Much like Dogma, this movie has a deep and abiding affection for Christianity, but hates what it has become, and it skewers the most obnoxious and self-righteous parts of modern evangelical Christianity with a touch more punishing than deft at times. But considering that modern evangelicals hit you with the subtlety of a Mack truck, their treatment in this film is not only fair, its dead perfect accurate.

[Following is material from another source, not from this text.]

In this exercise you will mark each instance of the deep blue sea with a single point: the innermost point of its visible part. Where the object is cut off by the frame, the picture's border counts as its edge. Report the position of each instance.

The main character and narrator is Mary (Jena Malone), a soon-to-be senior at a Baptist high school, who in an attempt to save her good Christian boyfriend (Chad Faust) from the sin of homosexuality, sacrifices her virginity. Like many young people who have been sheltered and don't understand human reproduction (a problem not limited to evangelical youth, I might add), Mary doesn't realize that she can get pregnant from a single sexual episode and winds up, you guessed it, pregnant.
Mary is also a member of the popular clique, the Christian Jewels, led by Hilary Faye (Mandy Moore). Hilary Faye (she is always called both names) is the holiest of the holier-than-thou's, and Moore camps it up in this role to wonderful effect. She combines the "queen bitch" character of teen movies with an irritatingly obsequious holiness without dropping a step. She's pitch-perfect.

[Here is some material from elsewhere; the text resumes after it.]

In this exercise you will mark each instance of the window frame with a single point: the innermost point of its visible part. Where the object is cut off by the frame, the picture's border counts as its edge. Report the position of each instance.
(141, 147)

There are a couple of side plots that help the story along--Cassandra (Eva Amurri) is the lone Jewish girl in the high school, and of course, she's the hell-raiser who needs to be saved; Roland (Macaulay Culkin, who is far too old to be playing 19 years old) is Hilary Faye's brother, a paraplegic and Cassandra's love interest. Lillian (Mary-Louise Parker) is Mary's mother, a widow who seems to have an interest in Pastor Skip (Martin Donovan), the principal of the Baptist high school where this all takes place. And finally, Patrick (Patrick Fugit) is Pastor Skip's son, a skateboarder "for Christ" who splits time between his undivorced yet utterly estranged parents, his mom in South America and his father the principal, and who falls for Mary early in the film.

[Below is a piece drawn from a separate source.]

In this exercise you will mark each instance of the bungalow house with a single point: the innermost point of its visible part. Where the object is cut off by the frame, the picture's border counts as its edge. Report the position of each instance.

But where this film is at its best is where it deals with the dangers of outward holiness. In every case but Mary's, a need to continue to appear holy drives these characters to commit acts they would condemn loud and long were someone else the perpetrator. Hypocrisy is the evil being hammered by this film, and it gets the full treatment.
Vocal christian groups have been dismissive of this film since before it opened, and that's unfortunate because it deals with one of the fundamental qualities that Jesus harped on in the New Testament--modesty. Jesus condemned the Pharisees in Matthew 6 and Luke 18 because of their ostentatious public prayers and their willingness to condemn others as sinners and claim the mantle of righteousness for themselves. It's a lesson many in today's evangelical movement would do well to reacquaint themselves with.